In August last year, North Northamptonshire Council planning officers refused the change of use of a meadow next to Fineshade Woods for 15 glamping pods and camping pitches.

The meadow is next to the 18th-century Grade II-listed Top Lodge farmhouse, owned by the Forestry Commission.

The meadow site and the Grade II-listed Top Lodge farmhouse

Applicant Donna Barney, a director of Countrywide Park Homes, lodged an appeal against the decision in February, but last Wednesday the appeal was dismissed.

“We are pleased that the inspector has done such a thorough and comprehensive rejection of the appeal on all four counts,” said Barrie Galpin, of Friends of Fineshade.

“We were also very grateful with the way the North Northamptonshire Council planning officer dealt with it.

“Even to the extent of saying that if the appeal was approved there should be 32 conditions attached which is unheard of.”
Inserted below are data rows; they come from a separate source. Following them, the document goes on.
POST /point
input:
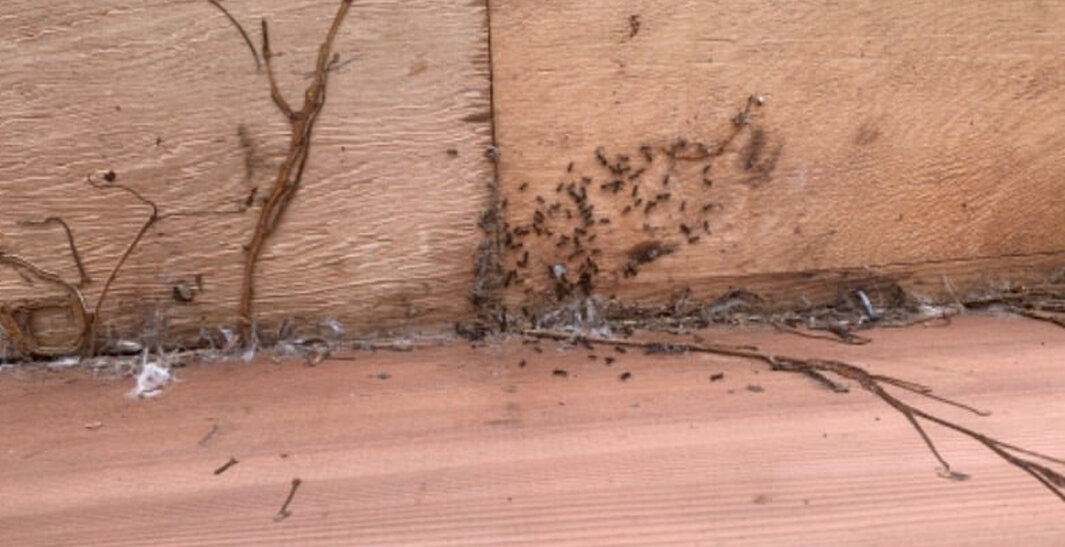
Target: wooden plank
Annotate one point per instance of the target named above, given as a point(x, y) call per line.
point(166, 94)
point(462, 446)
point(893, 136)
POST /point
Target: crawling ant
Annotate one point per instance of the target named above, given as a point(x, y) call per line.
point(645, 150)
point(601, 156)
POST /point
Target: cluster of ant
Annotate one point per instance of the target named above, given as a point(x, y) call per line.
point(661, 191)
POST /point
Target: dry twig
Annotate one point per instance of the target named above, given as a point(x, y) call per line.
point(83, 277)
point(292, 169)
point(1052, 480)
point(247, 39)
point(17, 319)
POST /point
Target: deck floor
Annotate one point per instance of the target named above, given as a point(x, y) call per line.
point(458, 446)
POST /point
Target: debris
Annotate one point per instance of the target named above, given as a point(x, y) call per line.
point(232, 461)
point(151, 379)
point(283, 512)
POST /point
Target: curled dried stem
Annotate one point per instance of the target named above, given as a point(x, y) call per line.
point(83, 276)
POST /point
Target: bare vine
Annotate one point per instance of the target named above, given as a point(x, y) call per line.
point(291, 171)
point(1028, 461)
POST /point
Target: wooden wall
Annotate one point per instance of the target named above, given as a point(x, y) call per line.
point(915, 141)
point(165, 93)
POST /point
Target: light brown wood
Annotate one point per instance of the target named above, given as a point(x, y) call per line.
point(380, 236)
point(894, 136)
point(462, 446)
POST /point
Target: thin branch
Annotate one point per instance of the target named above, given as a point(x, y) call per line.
point(152, 218)
point(247, 39)
point(291, 171)
point(275, 93)
point(1051, 479)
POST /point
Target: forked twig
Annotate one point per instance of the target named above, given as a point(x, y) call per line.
point(1052, 480)
point(291, 171)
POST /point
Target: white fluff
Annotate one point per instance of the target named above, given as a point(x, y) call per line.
point(151, 379)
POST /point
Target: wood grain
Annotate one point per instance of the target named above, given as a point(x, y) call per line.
point(165, 93)
point(463, 446)
point(906, 133)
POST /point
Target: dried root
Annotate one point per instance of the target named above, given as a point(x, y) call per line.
point(1031, 462)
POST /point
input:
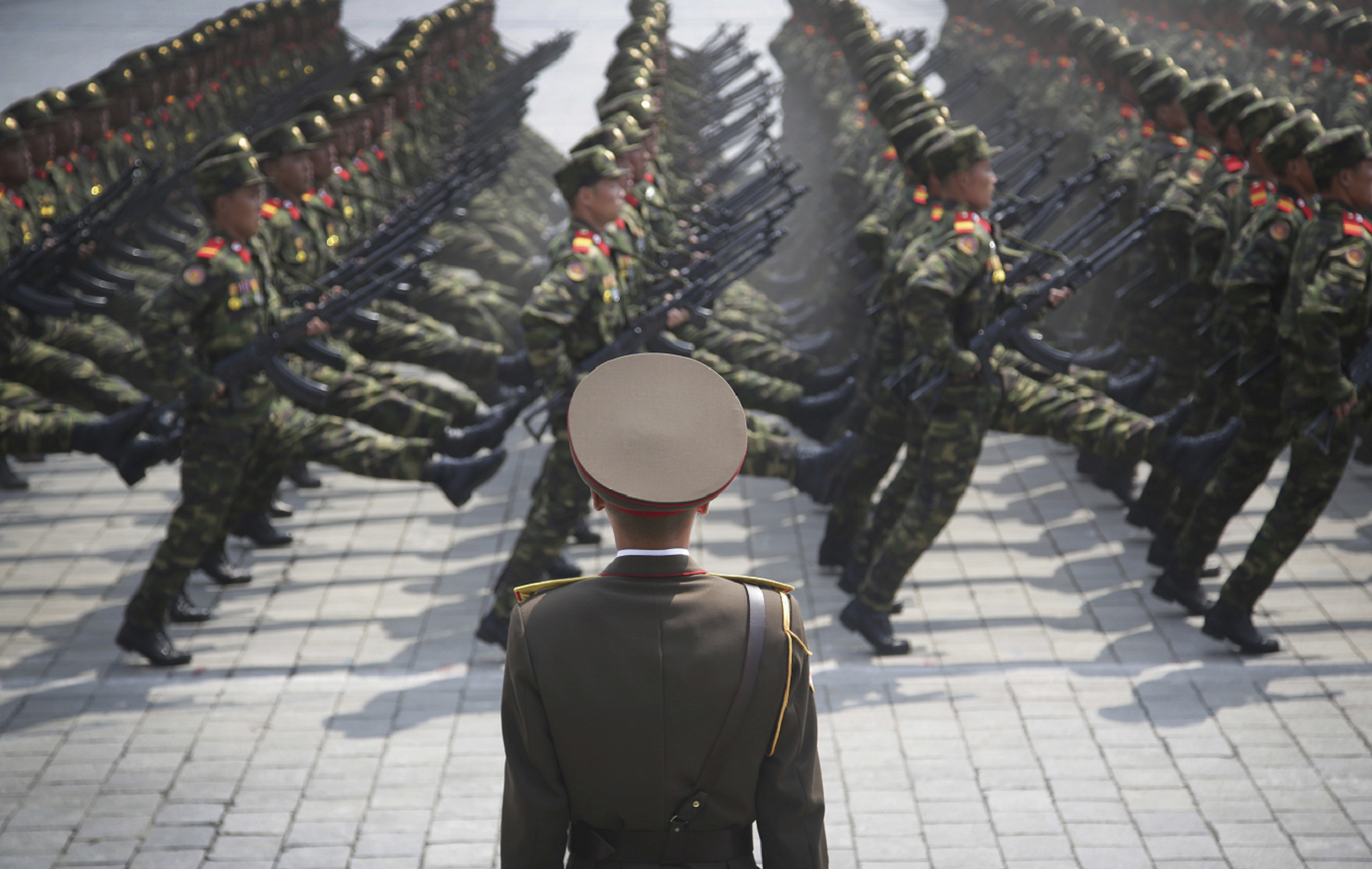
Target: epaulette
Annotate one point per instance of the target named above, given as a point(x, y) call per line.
point(524, 592)
point(211, 249)
point(1258, 193)
point(766, 584)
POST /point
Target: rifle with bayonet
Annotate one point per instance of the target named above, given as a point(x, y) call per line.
point(1010, 327)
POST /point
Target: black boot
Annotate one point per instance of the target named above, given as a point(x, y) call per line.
point(143, 453)
point(516, 369)
point(809, 344)
point(259, 527)
point(875, 628)
point(215, 566)
point(815, 468)
point(1176, 418)
point(834, 552)
point(833, 376)
point(1181, 588)
point(152, 643)
point(113, 434)
point(1224, 621)
point(813, 414)
point(1196, 459)
point(495, 629)
point(1128, 387)
point(458, 478)
point(184, 611)
point(486, 433)
point(299, 474)
point(583, 533)
point(9, 479)
point(562, 567)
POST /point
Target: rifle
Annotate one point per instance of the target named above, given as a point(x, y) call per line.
point(651, 324)
point(1360, 372)
point(1013, 320)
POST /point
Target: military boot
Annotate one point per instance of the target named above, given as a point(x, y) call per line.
point(458, 478)
point(815, 468)
point(813, 414)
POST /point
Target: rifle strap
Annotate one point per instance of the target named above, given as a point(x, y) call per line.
point(672, 853)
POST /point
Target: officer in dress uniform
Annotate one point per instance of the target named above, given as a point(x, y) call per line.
point(654, 713)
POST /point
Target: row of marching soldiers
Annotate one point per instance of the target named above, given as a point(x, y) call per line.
point(1244, 308)
point(252, 222)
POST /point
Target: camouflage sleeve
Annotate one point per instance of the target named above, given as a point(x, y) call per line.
point(931, 298)
point(553, 306)
point(164, 323)
point(1326, 303)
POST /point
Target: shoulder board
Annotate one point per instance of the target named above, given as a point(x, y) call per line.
point(766, 584)
point(524, 592)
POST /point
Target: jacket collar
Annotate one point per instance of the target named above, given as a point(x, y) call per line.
point(653, 566)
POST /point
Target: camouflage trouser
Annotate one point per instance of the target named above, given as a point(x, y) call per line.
point(457, 401)
point(113, 349)
point(756, 391)
point(477, 308)
point(65, 376)
point(28, 432)
point(559, 500)
point(882, 434)
point(358, 397)
point(769, 454)
point(749, 351)
point(1242, 470)
point(418, 344)
point(225, 471)
point(951, 442)
point(1309, 485)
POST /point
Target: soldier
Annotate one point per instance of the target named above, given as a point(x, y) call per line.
point(224, 299)
point(955, 291)
point(695, 753)
point(1323, 322)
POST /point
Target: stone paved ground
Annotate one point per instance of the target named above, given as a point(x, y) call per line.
point(341, 714)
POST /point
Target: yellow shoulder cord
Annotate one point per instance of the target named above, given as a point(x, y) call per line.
point(791, 639)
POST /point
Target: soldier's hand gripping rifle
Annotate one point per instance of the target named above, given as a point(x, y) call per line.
point(693, 295)
point(1010, 327)
point(1360, 372)
point(35, 278)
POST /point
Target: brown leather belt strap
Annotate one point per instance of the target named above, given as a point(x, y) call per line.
point(632, 846)
point(732, 721)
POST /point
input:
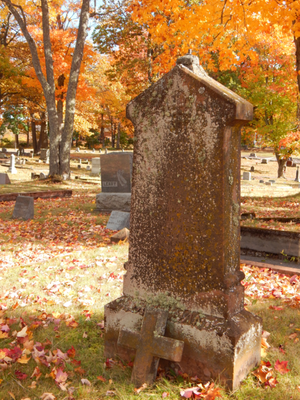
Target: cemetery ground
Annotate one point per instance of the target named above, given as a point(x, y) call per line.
point(60, 269)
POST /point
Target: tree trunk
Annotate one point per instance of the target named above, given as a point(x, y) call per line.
point(33, 133)
point(281, 166)
point(67, 133)
point(43, 140)
point(60, 144)
point(118, 136)
point(297, 47)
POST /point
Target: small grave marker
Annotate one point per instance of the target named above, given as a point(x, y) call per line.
point(150, 345)
point(118, 220)
point(247, 176)
point(12, 168)
point(24, 208)
point(4, 179)
point(297, 178)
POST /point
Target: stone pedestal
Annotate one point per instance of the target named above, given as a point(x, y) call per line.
point(184, 253)
point(214, 348)
point(108, 202)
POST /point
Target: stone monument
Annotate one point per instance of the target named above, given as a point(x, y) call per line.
point(12, 167)
point(184, 252)
point(24, 208)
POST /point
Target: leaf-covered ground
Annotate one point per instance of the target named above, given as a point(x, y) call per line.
point(57, 273)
The original plans submitted by Countrywide Park Homes in March 2021. Image: RPS (59066174)
The original plans submitted by Countrywide Park Homes in March 2021. Image: RPS (59066174)

After the appeal, the Friends launched a petition which drew 579 signatures.

“We were particularly interested to see that the weight of third party opinion was such a factor in dismissing it in a couple of incidences,” Barrie added.

“The response we received was very good. We had lots of local people, and from further afield, get really involved.”

The appeal was dismissed because of the plan’s effect on the character and appearance of the area and the listed farmhouse, as well as its compatibility with nature conservation and access.

Inspector Simon Dean said current leisure provision near Top Lodge was visually ‘very well-contained’ and did not harm habitats.

But the plans were ‘likely to cause unacceptable harm’ to the area’s character and appearance, and would disturb species. He concluded that the harm to the heritage asset would outweigh ‘modest’ potential economic benefits, while proposed access would not be ‘safe or convenient’.

“I therefore find that the modest benefits of the proposal would be significantly and demonstrably outweighed by the harms and adverse impacts I have found,” he said.

Campaigners hope this will end the long-running series of applications for the site.

In September 2014, plans for 30 glamping pods were withdrawn, as was an application for a tented campsite eight months later, and a timber lodge holiday park in December 2018.